Palma de Mallorca – Fünf Jahre lang war ihr Leben ein Albtraum: Ein Mädchen aus Nigeria wurde im Alter von 12 Jahren von einem Spanier mit falschen Versprechen nach Mallorca gelockt. Statt eines Auswegs aus der Armut wurde es als Sklavin gehalten und systematisch missbraucht. Nun ist das Urteil gefallen: Das Landgericht Palma verurteilte den Täter zu 34 Jahren Haft.

Der Fall erinnert an Verbrechen von Josef Fritzl

Der Fall, der Erinnerungen an die Verbrechen von Josef Fritzl und die Entführung von Natascha Kampusch weckt, wurde im Mai 2024 öffentlich. Ermittler der Guardia Civil nahmen den damals 49-Jährigen fest, nachdem das Mädchen den Mut fand, sein jahrelanges Schweigen zu brechen.

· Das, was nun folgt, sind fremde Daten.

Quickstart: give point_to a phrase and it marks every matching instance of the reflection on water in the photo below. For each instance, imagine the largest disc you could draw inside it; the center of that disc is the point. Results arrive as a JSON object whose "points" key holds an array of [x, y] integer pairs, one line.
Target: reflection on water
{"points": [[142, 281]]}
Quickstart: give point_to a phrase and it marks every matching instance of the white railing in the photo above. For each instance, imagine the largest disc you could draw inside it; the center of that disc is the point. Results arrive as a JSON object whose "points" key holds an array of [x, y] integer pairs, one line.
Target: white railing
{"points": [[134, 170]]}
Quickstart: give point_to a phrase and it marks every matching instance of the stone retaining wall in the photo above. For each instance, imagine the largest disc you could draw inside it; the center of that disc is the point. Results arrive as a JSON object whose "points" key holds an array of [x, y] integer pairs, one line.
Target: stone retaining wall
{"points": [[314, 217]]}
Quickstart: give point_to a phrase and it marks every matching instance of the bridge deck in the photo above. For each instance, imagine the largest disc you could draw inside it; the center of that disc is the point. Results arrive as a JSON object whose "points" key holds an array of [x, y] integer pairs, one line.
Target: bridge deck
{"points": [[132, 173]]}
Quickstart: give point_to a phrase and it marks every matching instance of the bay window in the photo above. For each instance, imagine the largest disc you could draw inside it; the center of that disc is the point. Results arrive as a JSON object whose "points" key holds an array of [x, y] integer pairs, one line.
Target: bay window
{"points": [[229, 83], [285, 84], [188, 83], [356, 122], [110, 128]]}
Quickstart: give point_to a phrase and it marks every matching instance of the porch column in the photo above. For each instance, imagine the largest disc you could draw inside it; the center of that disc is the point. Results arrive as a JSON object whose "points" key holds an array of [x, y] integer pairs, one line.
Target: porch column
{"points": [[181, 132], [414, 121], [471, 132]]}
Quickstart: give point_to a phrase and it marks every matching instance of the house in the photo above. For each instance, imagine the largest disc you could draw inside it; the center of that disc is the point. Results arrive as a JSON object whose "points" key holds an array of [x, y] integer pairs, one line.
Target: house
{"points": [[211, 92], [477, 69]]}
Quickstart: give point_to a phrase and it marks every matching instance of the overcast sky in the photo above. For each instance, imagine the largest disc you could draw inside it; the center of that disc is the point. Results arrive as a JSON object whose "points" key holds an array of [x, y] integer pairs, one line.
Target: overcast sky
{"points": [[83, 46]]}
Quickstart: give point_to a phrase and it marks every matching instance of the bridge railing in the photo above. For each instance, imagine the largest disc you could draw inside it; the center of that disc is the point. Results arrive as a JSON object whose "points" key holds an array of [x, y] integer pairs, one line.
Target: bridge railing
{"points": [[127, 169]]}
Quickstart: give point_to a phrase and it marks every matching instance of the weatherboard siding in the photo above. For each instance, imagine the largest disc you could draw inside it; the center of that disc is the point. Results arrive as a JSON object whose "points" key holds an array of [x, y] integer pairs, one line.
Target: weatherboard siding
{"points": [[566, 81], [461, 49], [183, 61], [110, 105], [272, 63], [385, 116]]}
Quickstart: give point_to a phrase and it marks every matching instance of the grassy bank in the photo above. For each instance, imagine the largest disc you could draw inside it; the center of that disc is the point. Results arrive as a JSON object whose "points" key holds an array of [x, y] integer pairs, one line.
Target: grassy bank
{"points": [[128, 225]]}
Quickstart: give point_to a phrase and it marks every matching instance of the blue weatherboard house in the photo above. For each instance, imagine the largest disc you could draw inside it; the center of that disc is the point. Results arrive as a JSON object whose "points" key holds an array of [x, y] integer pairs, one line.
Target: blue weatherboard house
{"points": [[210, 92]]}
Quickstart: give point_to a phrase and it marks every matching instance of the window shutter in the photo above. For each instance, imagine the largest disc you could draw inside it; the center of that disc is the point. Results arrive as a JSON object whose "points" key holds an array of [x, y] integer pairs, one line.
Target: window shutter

Pädokrimineller missbrauchte Mädchen jahrelang

Schon 2015 lernten sich das Kind und der Mann in Nigeria kennen. Laut Gericht lebte die Familie in „schwerster Armut“, wie die „Mallorca Zeitung“ berichtet. Diese Lage habe der Mann gezielt ausgenutzt und sich der Mutter gegenüber als Menschenfreund ausgegeben. Er versprach ihr und ihren Kindern (damals 3, 5, 7) ein besseres Leben.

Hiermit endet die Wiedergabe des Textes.